In his 1,500-page Internet manifesto, Breivik expressed admiration for Vladimir Putin, as well as the Russian prime minister’s youthful cheering squad Nashi. The Kremlin, not surprisingly, was quick to disassociate itself from the Norwegian mass murderer. Elsewhere, the manifesto urged the formation of “cultural conservative student organizations” that would champion the cause of a “racially pure” white Europe. “This movement should be somewhat like the equivalent of Russia’s Nashi movement,” Breivik suggests.
A spokeswoman for Nashi (Russian for “Ours”), Maria Kislitsyna, told Interfax news agency that “it is the first time that we hear of our organization mentioned in this context.” The Kremlin formed Nashi to counter pro-Western street protests in former Soviet republics in the mid-2000s. Disciplined and well-funded, some political analysts have compared Nashi to the old Soviet Communist Youth League (Komsomol). Nashi activists stage noisy but non-violent demonstrations outside Western embassies in Moscow.
In Western Europe there were pockets of support for Breivik’s rhetoric that obviously embarrassed far-right leaders seeking electoral validation. France’s National Front, for example, suspended a member whose blog praised Breivik as an “icon,” while Italy’s Northern League suspended a member who called some of the gunman’s ideas “great.” The leader of the English Defense League, to which Breivik claimed links, said “the desperation among those angry at immigration is a ticking time bomb.”
While most European neo-fascists distanced themselves from Breivik, at least on Internet forums, Russian neo-Nazis and extreme nationalists hailed his killing spree and intimated that similar attacks will occur in Russia. “The white race is attacking: The White Hero of Norway Anders Bering Breivik,” read the headline on the website of the Slavic Union, one of Russia’s largest neo-Nazi cults. “The more legal nationalist organizations are destroyed, the more Breiviks there will be,” Dmitry Demushkin, the former leader of Slavic Union who now heads the “Russkie” nationalist movement, told the Associated Press.
Intriguingly, the Kremlin has long been accused of allowing neo-fascism to flourish with impunity.
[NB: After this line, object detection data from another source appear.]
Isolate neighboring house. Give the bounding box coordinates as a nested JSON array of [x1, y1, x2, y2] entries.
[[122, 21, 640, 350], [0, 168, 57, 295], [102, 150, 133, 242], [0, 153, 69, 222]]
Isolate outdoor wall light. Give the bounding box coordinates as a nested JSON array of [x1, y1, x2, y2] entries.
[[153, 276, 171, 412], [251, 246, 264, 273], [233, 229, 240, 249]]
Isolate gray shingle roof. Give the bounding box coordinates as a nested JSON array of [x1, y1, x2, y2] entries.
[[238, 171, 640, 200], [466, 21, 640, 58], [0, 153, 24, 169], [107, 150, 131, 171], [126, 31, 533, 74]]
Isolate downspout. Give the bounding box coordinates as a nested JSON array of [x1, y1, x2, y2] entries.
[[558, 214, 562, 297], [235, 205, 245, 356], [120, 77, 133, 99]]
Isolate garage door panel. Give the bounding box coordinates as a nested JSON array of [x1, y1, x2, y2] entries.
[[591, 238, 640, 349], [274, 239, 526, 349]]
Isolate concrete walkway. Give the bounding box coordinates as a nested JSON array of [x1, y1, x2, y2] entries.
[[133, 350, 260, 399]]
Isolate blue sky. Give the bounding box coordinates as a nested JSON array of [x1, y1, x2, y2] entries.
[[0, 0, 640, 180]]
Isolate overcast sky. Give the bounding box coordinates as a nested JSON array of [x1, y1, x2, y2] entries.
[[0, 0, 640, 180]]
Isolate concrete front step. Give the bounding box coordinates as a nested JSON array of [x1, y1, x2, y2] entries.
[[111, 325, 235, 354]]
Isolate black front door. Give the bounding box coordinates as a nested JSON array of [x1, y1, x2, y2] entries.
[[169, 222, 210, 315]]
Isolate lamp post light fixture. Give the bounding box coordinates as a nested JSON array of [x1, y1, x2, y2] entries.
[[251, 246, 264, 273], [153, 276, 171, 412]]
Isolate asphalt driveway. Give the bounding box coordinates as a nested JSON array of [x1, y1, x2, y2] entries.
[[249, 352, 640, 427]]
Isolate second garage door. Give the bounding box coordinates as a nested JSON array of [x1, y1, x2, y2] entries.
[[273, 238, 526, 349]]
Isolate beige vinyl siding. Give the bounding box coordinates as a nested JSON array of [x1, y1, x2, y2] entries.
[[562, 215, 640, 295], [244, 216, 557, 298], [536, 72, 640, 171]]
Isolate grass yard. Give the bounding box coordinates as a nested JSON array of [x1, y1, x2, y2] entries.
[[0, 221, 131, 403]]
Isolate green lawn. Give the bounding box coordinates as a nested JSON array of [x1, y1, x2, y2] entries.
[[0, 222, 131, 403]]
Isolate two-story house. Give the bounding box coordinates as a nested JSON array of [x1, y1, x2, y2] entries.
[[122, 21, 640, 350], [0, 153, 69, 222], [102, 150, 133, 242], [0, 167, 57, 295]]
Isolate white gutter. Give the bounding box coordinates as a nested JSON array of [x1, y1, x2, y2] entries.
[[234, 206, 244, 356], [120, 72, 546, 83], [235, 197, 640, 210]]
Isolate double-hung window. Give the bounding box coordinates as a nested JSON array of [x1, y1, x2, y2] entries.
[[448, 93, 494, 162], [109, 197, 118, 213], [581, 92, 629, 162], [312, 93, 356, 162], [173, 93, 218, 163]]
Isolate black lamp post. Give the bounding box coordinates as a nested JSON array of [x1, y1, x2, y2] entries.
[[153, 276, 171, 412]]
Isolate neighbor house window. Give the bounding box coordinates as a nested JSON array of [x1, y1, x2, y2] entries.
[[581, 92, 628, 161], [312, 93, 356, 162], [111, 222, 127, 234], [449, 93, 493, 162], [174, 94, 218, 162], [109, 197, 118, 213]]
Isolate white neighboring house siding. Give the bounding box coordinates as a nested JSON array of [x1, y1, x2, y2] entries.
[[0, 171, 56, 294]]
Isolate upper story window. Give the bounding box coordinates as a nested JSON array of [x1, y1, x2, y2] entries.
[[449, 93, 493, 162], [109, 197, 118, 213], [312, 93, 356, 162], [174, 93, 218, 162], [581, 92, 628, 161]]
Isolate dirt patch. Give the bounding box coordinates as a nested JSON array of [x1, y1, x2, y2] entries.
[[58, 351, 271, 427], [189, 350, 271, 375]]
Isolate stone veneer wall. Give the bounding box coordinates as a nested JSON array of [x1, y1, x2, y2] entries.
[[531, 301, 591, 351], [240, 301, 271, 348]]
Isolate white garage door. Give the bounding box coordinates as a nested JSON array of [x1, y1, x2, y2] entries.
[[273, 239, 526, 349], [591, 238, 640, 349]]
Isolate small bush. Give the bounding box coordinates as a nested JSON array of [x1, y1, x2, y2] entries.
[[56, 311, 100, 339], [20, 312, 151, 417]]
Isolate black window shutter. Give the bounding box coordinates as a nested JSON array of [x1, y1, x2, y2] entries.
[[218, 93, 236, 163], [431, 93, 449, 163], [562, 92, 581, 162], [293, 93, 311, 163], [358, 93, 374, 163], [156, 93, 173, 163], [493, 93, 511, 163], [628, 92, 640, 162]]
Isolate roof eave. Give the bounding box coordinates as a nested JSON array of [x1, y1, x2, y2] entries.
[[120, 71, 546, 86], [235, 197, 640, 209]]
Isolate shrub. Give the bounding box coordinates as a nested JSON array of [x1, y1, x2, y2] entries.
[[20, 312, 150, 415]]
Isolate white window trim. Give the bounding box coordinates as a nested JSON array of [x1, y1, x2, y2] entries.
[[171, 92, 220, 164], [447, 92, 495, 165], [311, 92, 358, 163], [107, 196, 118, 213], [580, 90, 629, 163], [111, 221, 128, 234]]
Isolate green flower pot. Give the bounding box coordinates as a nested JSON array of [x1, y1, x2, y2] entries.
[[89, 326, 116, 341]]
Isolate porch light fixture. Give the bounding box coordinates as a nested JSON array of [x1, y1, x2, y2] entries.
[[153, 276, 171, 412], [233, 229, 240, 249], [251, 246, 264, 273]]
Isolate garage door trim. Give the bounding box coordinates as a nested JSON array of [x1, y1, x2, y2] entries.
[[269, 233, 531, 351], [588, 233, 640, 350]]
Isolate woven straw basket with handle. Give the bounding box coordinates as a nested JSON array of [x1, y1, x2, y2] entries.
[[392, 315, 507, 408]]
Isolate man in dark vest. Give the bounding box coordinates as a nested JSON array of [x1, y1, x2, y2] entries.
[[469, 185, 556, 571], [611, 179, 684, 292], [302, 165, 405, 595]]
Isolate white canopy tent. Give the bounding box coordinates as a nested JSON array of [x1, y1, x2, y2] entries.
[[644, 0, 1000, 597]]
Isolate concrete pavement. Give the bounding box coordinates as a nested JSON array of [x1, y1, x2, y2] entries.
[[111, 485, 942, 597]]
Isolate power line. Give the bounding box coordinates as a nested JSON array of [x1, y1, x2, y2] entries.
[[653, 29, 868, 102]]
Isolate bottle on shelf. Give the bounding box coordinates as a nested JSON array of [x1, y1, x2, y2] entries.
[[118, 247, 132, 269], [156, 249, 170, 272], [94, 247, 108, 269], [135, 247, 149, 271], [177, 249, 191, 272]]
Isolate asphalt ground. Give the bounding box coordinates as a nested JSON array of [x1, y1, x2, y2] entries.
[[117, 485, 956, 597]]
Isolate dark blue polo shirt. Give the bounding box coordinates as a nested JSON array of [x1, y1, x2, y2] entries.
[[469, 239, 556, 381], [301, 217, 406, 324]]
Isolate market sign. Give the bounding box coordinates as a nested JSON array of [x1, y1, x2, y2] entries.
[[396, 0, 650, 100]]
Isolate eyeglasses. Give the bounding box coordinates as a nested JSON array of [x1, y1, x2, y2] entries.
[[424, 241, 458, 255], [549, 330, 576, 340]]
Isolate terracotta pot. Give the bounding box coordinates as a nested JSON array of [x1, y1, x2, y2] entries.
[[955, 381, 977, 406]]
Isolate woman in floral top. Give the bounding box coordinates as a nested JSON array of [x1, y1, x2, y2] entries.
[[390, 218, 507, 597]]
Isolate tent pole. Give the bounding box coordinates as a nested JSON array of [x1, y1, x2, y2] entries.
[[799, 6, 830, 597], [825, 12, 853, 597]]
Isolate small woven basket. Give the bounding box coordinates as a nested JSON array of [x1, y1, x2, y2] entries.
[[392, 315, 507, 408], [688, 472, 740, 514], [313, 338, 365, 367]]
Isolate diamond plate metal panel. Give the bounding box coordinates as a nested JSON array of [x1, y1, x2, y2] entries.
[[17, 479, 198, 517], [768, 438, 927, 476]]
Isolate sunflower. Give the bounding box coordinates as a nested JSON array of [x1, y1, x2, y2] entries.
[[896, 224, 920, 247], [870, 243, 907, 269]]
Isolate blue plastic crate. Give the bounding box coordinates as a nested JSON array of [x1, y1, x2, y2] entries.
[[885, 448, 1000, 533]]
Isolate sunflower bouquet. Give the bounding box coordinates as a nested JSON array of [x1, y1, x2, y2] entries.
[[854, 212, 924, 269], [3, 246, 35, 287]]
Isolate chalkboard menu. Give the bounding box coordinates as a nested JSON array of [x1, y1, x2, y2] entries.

In the 2000s, for instance, Putin, then president, regularly faced accusations of “flirting” with ultra-nationalism, including by creating the nationalist Rodina party just two months before Duma elections in 2003. However, the Kremlin later purged Rodina from politics, folding it into the pro-Kremlin Just Russia party in 2006.
Indeed, one of the first potemkin parties created by the Soviet leadership, Vladimir Zhirinovsky’s misnamed Liberal Democratic Party of Russia, has for 22 years championed an extreme form of Russian nationalism. There are good grounds for believing that Zhirinovsky is an FSB/KGB agent tasked with managing this false opposition party as part of the ongoing Soviet strategic deception.
In his second work, The Perestroika Deception (1995), KGB defector Anatoliy Golitsyn warns the West that the Soviet communists intend, among other tactics, to form alliances with nationalists (page 123) and Islamic fundamentalists (pages 149) for the purpose of undermining the capitalist nations ahead of a peaceful merger between a USA controlled by the “radical left” (page 18), a “neutral, socialist” European (page 17), and a revitalized Soviet Union (page 17). In the light of this revelation, we must not be surprised when Al Qaeda’s new commander–Egyptian arch-terrorist Ayman al-Zawahiri, who spent six months in FSB “custody” in Dagestan in the late 1990s–launches another “911” against America, or when Breivik copycats pop up to wreak more havoc in the European Union.